Mark Chiappetta wrote:
What personally works for me on the mat is the following: I try to keep my mind empty until I perceive an imminent attack and at the moment I perceive it I think of completely dominating my opponent by penetrating his circle of power and displacing his center. This usually puts me well inside the attack without trying to avoid the attack proper.
No doubt your technique is effective, but ... if, in light of what has been discussed here I am striving to be "in" the attack, I am not trying to dominate the attack -- I am participating in it.
I will what occurs -- not what I wish to occur. This is recommended in my religious tradition and many others. I am simply willing the attack that is already occurring as though I were uke making that attack. An aphorism in line with this thinking:
"If you will be happy, you will what happens."
I find that when this sensibility becomes particularly vivid for me it takes on a deja vu quality, where the time sequence is slightly disjointed in my favor, even though I do not consciously perceive the actual events any more slowly, nor am I able to consciously act upon them any quicker. And yet things seem to fall into place of their own accord. The deification of luck, Fortuna, in many cultures, is likely predicated on this same experience. William James decribed this as the "noetic" quality of mystical religious experience.
When I am "in" it, I do not feel that I am dominating uke, any more than I dominate my own hand to scratch the back of my neck. It itches -- I scratch it right where it itches -- even though I cannot see either my hand or the back of my neck when I do it.
This sensiblity is most distinct for me at times in performing kumitachi variations in ki no nagare. In those moments, uchitachi's sword feels simply never in the way, any more than my head is in the way when I scratch my neck. My regular kumitachi partner is our resident iajutsu yudansha instructor. I know she gives me nothing, whatsoever. When it clicks I seem move to the right spot without having to "see" where I am supposed to be moving to, anymore than I need to see the back of my neck to scratch it.
I wish I could walk around with that feeling. It seems I get snatches of it a little, more and more, at various points in the day as time and training go on.

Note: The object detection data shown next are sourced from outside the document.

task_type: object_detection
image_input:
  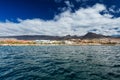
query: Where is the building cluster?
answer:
[0,38,120,45]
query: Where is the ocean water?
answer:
[0,46,120,80]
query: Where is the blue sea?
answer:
[0,46,120,80]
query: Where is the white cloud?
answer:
[0,4,120,36]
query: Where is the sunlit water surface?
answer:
[0,46,120,80]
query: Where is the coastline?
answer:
[0,44,120,46]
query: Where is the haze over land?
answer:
[0,0,120,36]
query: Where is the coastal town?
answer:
[0,33,120,46]
[0,38,120,45]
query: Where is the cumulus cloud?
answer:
[0,4,120,36]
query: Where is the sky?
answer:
[0,0,120,36]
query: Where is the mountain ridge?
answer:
[0,32,120,40]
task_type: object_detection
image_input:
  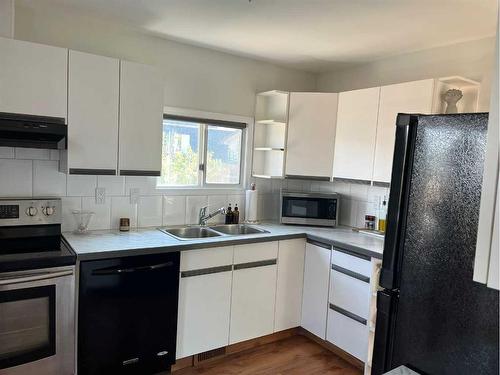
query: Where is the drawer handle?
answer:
[234,259,276,271]
[181,265,233,277]
[330,303,367,325]
[333,247,372,262]
[332,264,370,284]
[306,238,332,250]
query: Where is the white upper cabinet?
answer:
[286,92,338,180]
[0,38,68,119]
[118,61,164,176]
[332,87,380,181]
[67,51,120,175]
[373,79,434,183]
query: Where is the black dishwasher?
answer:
[78,252,180,375]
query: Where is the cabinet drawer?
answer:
[332,249,372,277]
[234,241,278,264]
[326,305,368,362]
[329,265,370,319]
[181,246,233,271]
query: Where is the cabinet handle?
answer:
[332,264,370,284]
[330,303,367,325]
[120,169,161,177]
[306,238,332,250]
[69,168,116,176]
[234,259,276,271]
[181,265,233,277]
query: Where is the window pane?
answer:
[159,120,200,186]
[206,125,243,184]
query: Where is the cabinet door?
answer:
[301,241,332,340]
[176,246,233,358]
[373,79,434,183]
[333,87,380,181]
[67,51,120,175]
[229,242,278,344]
[286,92,338,180]
[0,38,68,119]
[274,239,306,332]
[118,61,164,176]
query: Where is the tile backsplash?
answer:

I guess the "abstract term" is expanded proprioception, but whatever you call it, it is a fascinating state to experience, even if only for brief flashes.
Mark Chiappetta wrote:
At a seminar, I've heard Chiba Sensei say "you must penetrate" in this context and he related to us a koan given to him by O'Sensei in the form "how do you cut the center of a circle?" After many years of sitting on this he realized that in order to cut the center of a circle, you must 1st be inside the circle. As I was taught, this is the purpose of irimi.
I have trained with Chiba Sensei, for a brief time, and this koan makes much sense to me from that training. I recall him being quite amused at me as uke when he performed kokyu tanden ho on several occasions. He chuckled at me as we sped up and I kept coming back in again and again, almost jiyuwaza, but he was always there just as I thought I got back in.
My sensibility is more in striving to never leave the center, even for a moment, and never having to seek to move to the center since, if I get my mind right (as my D.I. used to say) I am (hopefully) already there. Uke's attack is centered there, and by centering his attack on me he cannot be the center any more -- unless I allow it. This is sort of the obverse perspective of what Ledyard Sensei describes, but not in any way different from it.
My sense is that if I wish to be in the center, I should simply -- be in the center. I have found that the more I try to distinguish the center from where I am, the further it seems from me. Tautology or not, it has helped me to think about the problem.